A Few Thoughts on Yahoo

A couple of weeks ago the Yahoo’s Board of Directors fired CEO Carol Bartz after roughly 33 months on the job.  I can’t say I was surprised.  Yahoo has been a rudderless ship for a long time.  Now it being reported that Yahoo’s Board may be putting the company up for sale.

I thought now might be a decent time to take a look at how Yahoo got this way.  Founded by Jerry Yang and David Filo in 1994, Yahoo was one of the earliest and most successful of the pre-Google search engines.  However somewhere along the way Yahoo lost its vision and sight of the future.  It used to be that Yahoo was an innovative company that was leading the search engine industry and rolling out innovative  and new products and features; it’s email and messaging applications were industry leaders.  It was also a leader in content;  Yahoo Finance, My Yahoo pages, News, Yahoo Answers, and other areas.  But somewhere along the way, Yahoo started driving its customers away.

For me it came when Yahoo started trying to replace the advertising on the pages its search pulled up.  Not that I really cared who was getting paid for the advertisement being displayed.  What became a problem and why I started using Google, it wasn’t because Google had better search back then, it was because the pages Yahoo displayed would not be the web site of the company I was looking for, it would be some rendered version of that company’s website that had a URL that went something like http://www.rds.yahoo……….. (For More Info See:  http://answers.yahoo.com/question/index?qid=20061222070340AA4rdiM)  At that point I couldn’t easily bookmark my search results or send them in an email.  So I switched to Google and never really went back.

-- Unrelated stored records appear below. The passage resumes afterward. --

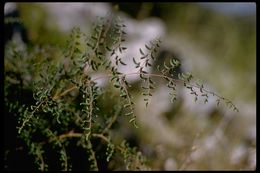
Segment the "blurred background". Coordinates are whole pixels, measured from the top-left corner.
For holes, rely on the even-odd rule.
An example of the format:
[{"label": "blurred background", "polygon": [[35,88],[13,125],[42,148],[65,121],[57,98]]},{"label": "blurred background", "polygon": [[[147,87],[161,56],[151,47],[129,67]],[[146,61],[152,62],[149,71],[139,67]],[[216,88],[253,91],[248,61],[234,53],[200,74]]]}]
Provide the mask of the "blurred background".
[{"label": "blurred background", "polygon": [[[152,170],[255,169],[256,4],[6,3],[5,23],[7,17],[21,22],[5,24],[5,44],[12,40],[20,49],[64,47],[73,27],[89,34],[97,17],[111,12],[126,25],[125,57],[129,61],[145,43],[160,37],[163,43],[157,63],[164,55],[173,55],[183,71],[191,72],[239,109],[236,113],[217,107],[214,100],[206,105],[194,103],[182,89],[177,102],[171,104],[167,88],[159,85],[147,109],[136,94],[140,128],[126,124],[115,136],[134,140]],[[138,78],[130,80],[134,83]],[[10,169],[15,164],[6,162]]]}]

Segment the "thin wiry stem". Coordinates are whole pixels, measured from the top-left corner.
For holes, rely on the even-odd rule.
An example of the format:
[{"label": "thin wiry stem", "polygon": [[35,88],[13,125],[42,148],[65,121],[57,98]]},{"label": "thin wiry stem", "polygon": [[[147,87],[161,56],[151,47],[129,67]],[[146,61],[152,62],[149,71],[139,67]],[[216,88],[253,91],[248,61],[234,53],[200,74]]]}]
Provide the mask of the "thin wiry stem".
[{"label": "thin wiry stem", "polygon": [[[182,80],[182,79],[173,79],[173,78],[168,77],[168,76],[166,76],[166,75],[154,74],[154,73],[140,73],[140,72],[133,72],[133,73],[128,73],[128,74],[119,74],[118,76],[119,76],[119,77],[120,77],[120,76],[132,76],[132,75],[140,75],[140,74],[146,75],[146,76],[160,77],[160,78],[164,78],[164,79],[167,78],[168,80],[172,80],[172,81],[179,82],[179,83],[188,83],[188,84],[189,84],[190,86],[192,86],[192,87],[201,89],[202,91],[204,91],[204,92],[206,92],[206,93],[208,93],[208,94],[211,94],[211,95],[213,95],[213,96],[218,97],[219,99],[221,99],[221,100],[223,100],[223,101],[226,101],[226,103],[227,103],[227,104],[230,104],[231,107],[233,107],[235,111],[238,111],[238,108],[237,108],[229,99],[224,98],[224,97],[220,96],[219,94],[216,94],[216,93],[214,93],[214,92],[212,92],[212,91],[209,91],[209,90],[207,90],[207,89],[205,89],[205,88],[200,88],[199,86],[196,86],[196,85],[194,85],[194,84],[191,84],[190,82],[187,82],[187,81]],[[113,76],[113,75],[112,75],[112,74],[107,74],[107,75],[103,75],[103,76],[96,77],[96,78],[92,79],[91,81],[96,81],[96,80],[103,79],[103,78],[107,78],[107,77],[111,77],[111,76]],[[72,90],[74,90],[74,89],[76,89],[76,88],[77,88],[76,86],[73,86],[73,87],[69,88],[68,90],[64,91],[60,96],[63,96],[63,95],[67,94],[68,92],[70,92],[70,91],[72,91]]]},{"label": "thin wiry stem", "polygon": [[42,154],[39,153],[39,154],[37,154],[37,155],[38,155],[38,157],[40,158],[40,161],[41,161],[41,168],[40,168],[40,170],[41,170],[41,171],[44,171],[45,162],[44,162],[44,160],[43,160]]},{"label": "thin wiry stem", "polygon": [[67,156],[67,152],[64,148],[64,146],[62,145],[62,151],[64,153],[64,171],[68,171],[68,156]]},{"label": "thin wiry stem", "polygon": [[[186,83],[187,83],[187,81],[184,81],[184,80],[182,80],[182,79],[173,79],[173,78],[170,78],[170,77],[165,76],[165,75],[154,74],[154,73],[146,74],[146,73],[140,73],[140,72],[133,72],[133,73],[128,73],[128,74],[121,74],[121,75],[119,75],[119,76],[123,76],[123,75],[131,76],[131,75],[140,75],[140,74],[142,74],[142,75],[147,75],[147,76],[160,77],[160,78],[167,78],[167,79],[173,80],[173,81],[175,81],[175,82],[181,82],[181,83],[186,82]],[[99,79],[102,79],[102,78],[106,78],[106,77],[109,77],[109,76],[111,77],[112,75],[111,75],[111,74],[108,74],[108,75],[106,75],[106,76],[100,76],[100,77],[97,77],[97,78],[93,79],[93,81],[99,80]],[[194,85],[194,84],[189,83],[189,85],[192,86],[192,87],[195,87],[195,88],[200,89],[200,87],[198,87],[198,86],[196,86],[196,85]],[[212,92],[212,91],[209,91],[209,90],[207,90],[207,89],[205,89],[205,88],[202,88],[202,90],[205,91],[206,93],[212,94],[212,95],[214,95],[214,96],[216,96],[216,97],[218,97],[218,98],[220,98],[220,99],[222,99],[222,100],[226,100],[226,101],[230,102],[230,103],[232,104],[232,106],[235,107],[235,105],[234,105],[229,99],[226,99],[226,98],[224,98],[224,97],[222,97],[222,96],[220,96],[220,95],[218,95],[218,94],[216,94],[216,93],[214,93],[214,92]]]},{"label": "thin wiry stem", "polygon": [[[59,140],[63,140],[65,138],[81,138],[83,135],[83,133],[75,133],[73,130],[69,131],[68,133],[66,134],[62,134],[62,135],[59,135],[58,136],[58,139]],[[99,134],[99,133],[92,133],[91,134],[92,137],[96,137],[96,138],[100,138],[102,139],[103,141],[109,143],[109,139],[104,136],[103,134]],[[119,150],[119,151],[124,151],[124,149],[120,146],[116,146],[116,148]]]},{"label": "thin wiry stem", "polygon": [[34,113],[41,107],[41,105],[46,102],[46,100],[42,101],[32,112],[31,112],[31,115],[29,117],[27,117],[24,121],[23,121],[23,124],[21,125],[21,127],[19,127],[19,130],[18,130],[18,133],[20,134],[22,129],[24,128],[25,124],[27,122],[29,122],[29,120],[33,117]]},{"label": "thin wiry stem", "polygon": [[94,171],[98,171],[97,159],[96,159],[96,155],[95,155],[95,152],[93,150],[91,141],[88,140],[87,142],[88,142],[88,145],[90,146],[90,153],[91,153],[91,157],[92,157],[92,160],[93,160],[93,163],[94,163]]},{"label": "thin wiry stem", "polygon": [[91,85],[89,86],[89,97],[90,97],[90,104],[89,104],[89,115],[88,115],[88,121],[89,121],[89,126],[88,126],[88,129],[89,129],[89,133],[88,134],[91,134],[91,127],[92,127],[92,114],[93,114],[93,93],[92,93],[92,87]]},{"label": "thin wiry stem", "polygon": [[74,90],[74,89],[77,89],[77,86],[72,86],[71,88],[65,90],[65,91],[62,92],[61,94],[55,95],[55,96],[53,97],[53,100],[56,100],[56,99],[58,99],[59,97],[62,97],[62,96],[64,96],[64,95],[66,95],[68,92],[70,92],[70,91],[72,91],[72,90]]},{"label": "thin wiry stem", "polygon": [[102,131],[102,134],[106,133],[111,128],[111,126],[115,123],[119,113],[121,112],[121,109],[122,109],[122,107],[120,107],[119,109],[116,110],[115,115],[112,117],[112,120],[109,122],[109,124],[106,126],[106,128],[104,128],[104,130]]},{"label": "thin wiry stem", "polygon": [[62,134],[58,136],[59,140],[63,140],[65,138],[80,138],[82,136],[82,133],[75,133],[73,130],[69,131],[66,134]]}]

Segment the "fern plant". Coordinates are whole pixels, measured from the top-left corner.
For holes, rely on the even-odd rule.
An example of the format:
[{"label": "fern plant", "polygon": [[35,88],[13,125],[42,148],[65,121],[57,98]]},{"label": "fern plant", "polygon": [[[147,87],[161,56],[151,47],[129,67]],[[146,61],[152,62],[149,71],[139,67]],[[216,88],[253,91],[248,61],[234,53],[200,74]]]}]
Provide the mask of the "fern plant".
[{"label": "fern plant", "polygon": [[[18,119],[18,136],[39,170],[73,170],[76,157],[69,151],[71,147],[80,148],[88,159],[86,170],[116,169],[108,168],[113,160],[124,165],[117,169],[150,169],[136,147],[126,140],[114,140],[111,133],[122,115],[134,128],[139,127],[129,76],[139,77],[146,107],[156,88],[154,79],[160,78],[171,89],[169,101],[173,103],[177,99],[177,85],[181,85],[195,101],[201,97],[207,103],[209,97],[214,97],[217,105],[225,103],[238,111],[230,100],[194,82],[191,73],[178,73],[176,69],[181,64],[174,57],[169,64],[158,66],[156,73],[150,72],[162,42],[158,38],[137,50],[140,56],[132,58],[135,72],[120,72],[119,66],[129,65],[123,56],[127,51],[125,27],[120,18],[101,17],[93,24],[90,36],[74,28],[65,49],[34,47],[27,52],[17,50],[11,43],[6,46],[6,112],[14,113]],[[178,78],[173,77],[173,72]],[[102,75],[94,76],[97,73]],[[101,79],[108,79],[106,86],[98,84]],[[13,87],[20,87],[20,92],[31,89],[32,101],[23,102],[23,98],[15,101]],[[50,153],[59,166],[49,166],[53,164],[48,158]]]}]

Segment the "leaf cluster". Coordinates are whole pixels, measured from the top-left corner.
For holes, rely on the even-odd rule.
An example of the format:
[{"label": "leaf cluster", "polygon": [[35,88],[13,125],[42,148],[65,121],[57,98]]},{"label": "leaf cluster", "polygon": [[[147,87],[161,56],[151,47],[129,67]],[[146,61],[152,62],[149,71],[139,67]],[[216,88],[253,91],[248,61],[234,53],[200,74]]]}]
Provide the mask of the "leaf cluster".
[{"label": "leaf cluster", "polygon": [[[124,45],[127,34],[125,27],[119,17],[114,18],[111,15],[98,18],[93,24],[90,36],[82,33],[79,28],[74,28],[67,47],[56,52],[56,58],[53,59],[53,54],[46,53],[48,49],[40,49],[43,53],[39,53],[38,47],[31,52],[19,52],[12,46],[6,47],[6,107],[10,114],[16,111],[18,135],[30,149],[29,153],[35,157],[40,170],[48,169],[46,159],[49,158],[44,156],[44,146],[47,144],[58,150],[62,170],[73,168],[69,162],[72,158],[68,147],[75,141],[78,147],[86,150],[91,170],[99,170],[99,165],[103,162],[98,159],[103,153],[99,153],[96,145],[105,146],[106,162],[111,162],[115,155],[119,154],[124,159],[127,170],[148,169],[146,159],[140,151],[130,147],[126,141],[121,144],[114,142],[111,133],[121,114],[130,117],[129,122],[137,127],[135,101],[130,92],[131,84],[127,80],[129,75],[139,76],[142,83],[140,90],[146,107],[156,89],[154,78],[161,78],[171,89],[169,94],[172,102],[177,99],[177,85],[181,84],[194,96],[195,101],[202,97],[204,103],[207,103],[209,97],[213,96],[217,98],[217,105],[225,102],[227,106],[238,111],[228,99],[208,91],[203,84],[194,84],[192,74],[179,73],[178,79],[173,78],[172,72],[176,72],[181,65],[174,58],[169,65],[164,63],[164,68],[158,67],[159,74],[151,72],[160,49],[160,39],[154,39],[146,43],[144,48],[139,48],[140,57],[132,59],[135,73],[120,72],[119,65],[128,65],[123,59],[124,52],[127,51]],[[20,63],[12,58],[19,59],[28,68],[21,70]],[[35,62],[34,58],[37,58],[38,62]],[[103,72],[105,75],[94,78],[93,74],[97,72]],[[13,77],[10,74],[16,75]],[[24,85],[26,75],[30,75],[32,79],[23,87],[31,89],[32,104],[22,101],[14,103],[9,98],[11,86]],[[103,78],[109,78],[109,83],[119,96],[115,101],[115,109],[111,112],[102,110],[102,97],[109,92],[108,88],[97,84],[97,80]],[[109,99],[114,102],[112,96],[105,101]],[[96,139],[99,139],[98,142]]]}]

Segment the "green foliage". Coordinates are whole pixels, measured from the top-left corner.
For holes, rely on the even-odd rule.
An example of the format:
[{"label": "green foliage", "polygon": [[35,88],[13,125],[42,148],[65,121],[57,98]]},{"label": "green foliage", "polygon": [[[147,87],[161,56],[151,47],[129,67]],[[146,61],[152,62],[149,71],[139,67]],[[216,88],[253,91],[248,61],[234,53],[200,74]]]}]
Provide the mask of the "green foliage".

Don’t get me wrong,  I still think Yahoo has some great content, but it is no longer search.  They have been slow to adapt to advancements in the internet, search, social media, rss feeds, mobility, and every other development over the course of the last 10 years.  Not only that, they have neglected their properties.

Worse yet, they became complacent.  They were willing to settle for Google leading in search,  willing to outsource their search results to Microsoft.  They stopped innovation, and didn’t even become bother to follow the leaders.

Maybe they believed all the talk from 10 years ago (give or take a few years) about Yahoo being the next generation media company. Who knows,  perhaps even they themselves don’t even know.  I doubt they do.  What ever it is that they have been doing,  it hasn’t been taking care of Yahoo’s business.  It appears that long ago,  Yahoo’s Board of Directors forgot its responsibility to its shareholders.

Maybe it’s best that they are considering putting the company up for sale.  I would not be surprised if they sold the company.  However, if they really are considering putting the company up for sale,  then maybe they have realized that they are not best people to oversee the company, and the best thing for the company is that the Board of Directors is gone!

If the company is sold, or who ever is chosen to run the company; I hope they competitive and driven to make Yahoo again an industry leader, driven to challenge Google.  After all, competition is the best thing for the consumer.